# Mühle thoughts



## nm7273 (Apr 22, 2016)

I am a long time Sinn owner who has inexplicably developed a burning desire to acquire a Mühle Glashütte piece. To give an idea of my tastes, I have the following Sinns: 856 UTC, EZM2, U1, 142 St ll and 358 Diapal. I was first attracted to Mühle by the SAR Timer Anniversary edition but have not been able to locate one. Absent the actual piece I am looking for what would be your recommendation for a first Mühle? Are there any models to avoid? Any pros/cons as compared to Sinn?


----------



## Nokie (Jul 4, 2011)

They are comparable, IMHO, and overall a great watch. Excellent build quality, fit and finish. 

As for the types of models, really to each his own. IMHO, they are all very well made regardless of the model. 

The SAR is very popular but does tend to wear big if you have smaller wrists. 
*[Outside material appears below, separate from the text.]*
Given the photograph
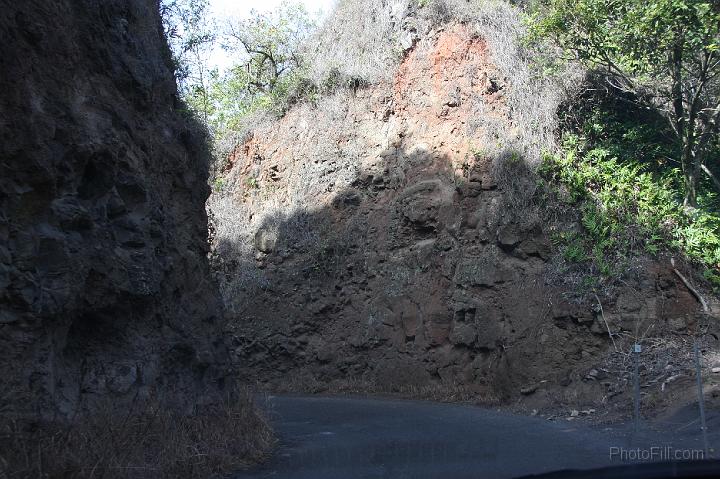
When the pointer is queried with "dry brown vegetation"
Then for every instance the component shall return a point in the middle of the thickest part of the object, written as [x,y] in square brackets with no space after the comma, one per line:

I have had the TerraSport I and II, and the Big 29er and found them all to be some of the best watches I have owned in terms of price vs quality.


----------



## StufflerMike (Mar 23, 2010)

Terranaut II Trial
Rasmus 2000
Seebatallion
Pro Mare Chronograph


----------



## CM HUNTER (May 16, 2011)

Every brand has their standout piece, and the SAR is that piece for Muhle. It's the one I'd get if I were to only get one. Otherwise, it really depends on your current rotation and the niche needing to be filled.


----------



## nm7273 (Apr 22, 2016)

Thank you all very much for your input. I am proud to report that I am now a Mühleite! Shortly after my post a WUS friend with whom I have done a couple of watch deals contacted me to see if I would be interested in purchasing his SAR Timer Anniversary edition; needless to say, I grabbed it and should have it in my possession by mid-week. I know I will have to replace the rubber strap as his wrists are smaller than mine, can anyone offer a good source for OEM replacement?


----------



## rationaltime (May 1, 2008)

Any authorized dealer should be able to help you. Your nearest dealer
appears to be RightTime in Littleton.


Thanks,
rationaltime


----------



## DaveandStu (Dec 27, 2011)

Rasmus in a fricker is a good thing from my experience..Sinn and a Muhle top stuff. Congrats on your new Sar..Dave


----------



## nm7273 (Apr 22, 2016)

Thanks for all the comments and input. I have ordered a strap which hopefully will arrive the same day as the watch. I'll post pix as soon as I get it. I am excited!


----------



## nm7273 (Apr 22, 2016)

Oh happy day! My SAR Timer Anniversary edition (142/250) arrived just now and it is every bit as nice as I'd hoped for. The replacement strap I ordered arrived last night (in the photo I am wearing it with the diver's extension extended) so I will get the new strap on and adjusted shortly. As a long time Sinn owner I feel compelled to do a comparison but will likely put it off for a day or two to let the Mühle adjust to its new surrounding.


----------



## MaoMauro (Feb 28, 2014)

SAR=MUHLE for me...

Is the full expression of the brand.


----------



## Triman05 (Aug 16, 2013)

*Congrats on your Muhle Glashutte......I recently discovered this brand with my entry piece being the Seebataillon.*


----------